In one or two of your recent letters, you have passed comment about my probable whereabouts. And… as usual… your ‘hunches’ have been absolutely correct. In some ways, we seem to have been used as a sort of battering ram against stubborn Germans. But the enemy’s entire war edifice appears to have toppled lately, and we have consequently been rather ‘out of the picture’… and still are.

What the immediate future holds in store I cannot say… but I am terribly excited. After all, the war is bound to finish some day… and at present it looks as though that day isn’t very far off. I have a good idea how you are feeling about the present situation… and is is easy for me to imagine you listening to all and every news bulletin over the wireless. I am just the same. We are able to pick up both ‘Home’ and ‘Overseas’ news bulletins (also the Forces programme) and I listen to as many as possible. I usually act as a sort of human newsvendor over here… everyone seems to expect me to know the latest news, and I have to repeat the bulletins several times on occasions.

Finland now appears to be on the way out, but I have no time for them. I hope the Russians use plain language to their peace delegates. Did you hear the Russian denouncement of Turkey, two or three days ago? The latter are still harbouring hundreds of the German diplomatic staff… even allowing Military, naval, and Air attaches to remain open. The Russians pointed out pretty plainly that every German ought to have been out of Turkey by August 10th. Presumably, the Russian attack is justified… so why hasn’t Britain made a protest? It beats me. In fact, Turkey’s entire behaviour in this war carries something of a foul smell… as does that of Portugal, our so-called traditional ally. But we mustn’t worry about these things just now. Let us enjoy the good news of Allied progress whilst we can.

Later. I like the news of your activity in the garden, my dear. You seem to be tackling the job, and your assistant, with some gusto. I am looking forward to a complete transformation when I come home. But I mustn’t expect too much. It would require a battery of ‘bulldozers’ to put our garden right in a few short weeks. I couldn’t help wondering whether you may not be overdoing matters when you said you were digging the soil with the fork. This is heavy work… and is not really meant for mothers of wee babies. But I presume you are tackling the job in a commonsense way. Please don’t overdo it, Jess.

Thank you for the latest news about Barry. I can hardly believe that he is now over twenty two weeks old. I think I told someone the other day that he was eighteen weeks old! He will be a real lively little personality when I see him.- Gosh! I am looking forward to that day. I see that he will soon be having sieved vegetables… among other things. I will bring home some tins of M & V: (meat and veg.) I’ll bet he will love it! (…)

For some time past, I have been receiving regular copies of the M/c Guardian… and I thought that you were sending them. But on a recent copy, there was some pencil scrawl which looked like ‘Singleton’. It therefore seems probable that they are being sent by Kath. (R.T.G’s youngest sister).

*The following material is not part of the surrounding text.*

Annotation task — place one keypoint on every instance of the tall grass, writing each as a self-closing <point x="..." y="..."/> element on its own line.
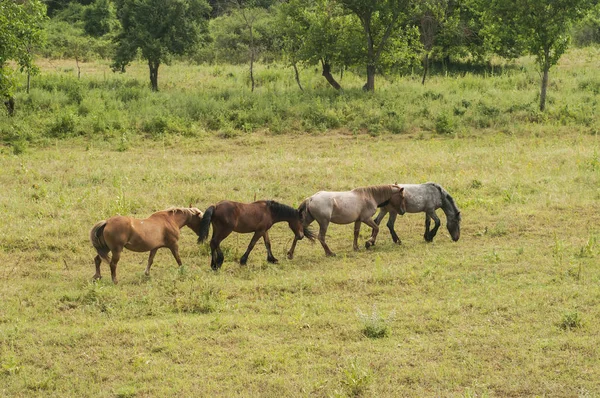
<point x="196" y="100"/>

Perhaps you will confirm this next time you see her. I much appreciate these papers because, even though a week old, the reviews and editorials are always worth reading. Normal daily papers, by the way, are reaching us quite regularly. We often get them a day late, sometimes two days late. But in the rear… on ‘B’ echelon, for instance, they get them on the day of publication, usually in the evening. They are flown across from England.

Must go now, dear –

More tomorrow…

Au revoir…

Always… Your Trevy.

P.S. If Plowman is at home, I suggest you invite him, and his wife, over to 29. He has often spoken of visiting you… but perhaps he is awaiting an official invitation from you. Am sure he will be interested in any news you can give him about the 9th.